To the editor:
A few weeks ago, the Times noted the recent passing of Hilton Kramer (Talk of the TImes, Saturday, March 31).
I'd love to say that I knew him or met him, but I can't. What comes to mind instead are two or three Gloucester stories along the same lines as those given by Peter Anastas in your article.
When I was on the staff of the GHS Flash, we received a postcard from a retired teacher, Hortense Harris, who once taught Hilton Kramer.
She wrote, in her small, neat, legible handwriting the news that Hilton Kramer had been promoted to art critic of the New York Times. My opinion that this was news that was fit to print was overruled.
The faculty advisor said that everybody who had ever graduated from GHS would then want their successes reported in the Flash.
Well, I didn't see a long line, nonetheless Miss Harris's news never became a Flash headline, and became a postcard and a memory.
Later, during college, I did meet Miss Harris several times. She was mentor not only to students like Hilton Kramer, but also to older authors or would-be authors like me. I always got a kick out of her stories. For example, when she started teaching in Gloucester in the 1920s, women teachers who got married got fired. She did not marry, but she was seen out dancing. The superindendent of schools ordered her into his office. He asked her if the report was true. Yes, she said, she had gone out dancing. He told her to stop.

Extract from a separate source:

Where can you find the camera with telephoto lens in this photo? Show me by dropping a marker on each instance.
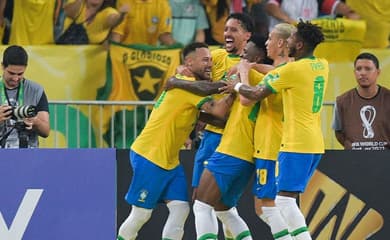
(24, 111)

"You can't fire me!" she told him, I didn't get married!" — and walked out.
He never fired her, and she went on to teach until she retired; a bulldog.
The Kramer kids' accomplishments were due to their parents and to Gloucester teachers. When one of the Kramer sons was too ill to go to school for several months, his teacher, Miss Hilton, came by with lessons and books.
Kindness led to kindness. Mrs. Kramer named her next-born Hilton after her. (Because unmarried teachers like Miss Hilton were the rule under the law of "get married, get fired," Mrs. Kramer realized that Hilton might be the only son Miss Hilton would ever have with her name.)
Finally — this is from a Gloucester friend of mine whose family frequently used the services of Hilton's father.
A local laundry man, the father used to go everywhere and tell everyone to get an education. Mr. Kramer had left Europe with nothing and made a living the hard way. He emphasized the portability of education.
"If you learn something, it's yours forever," he said, "they can't take that away from you."
Thanks to the Kramers, to Miss Hilton and to Mr. Harris, Gloucester lives forever in the art world in Hilton Kramer's writings. Good for them, good for him, and good for Gloucester.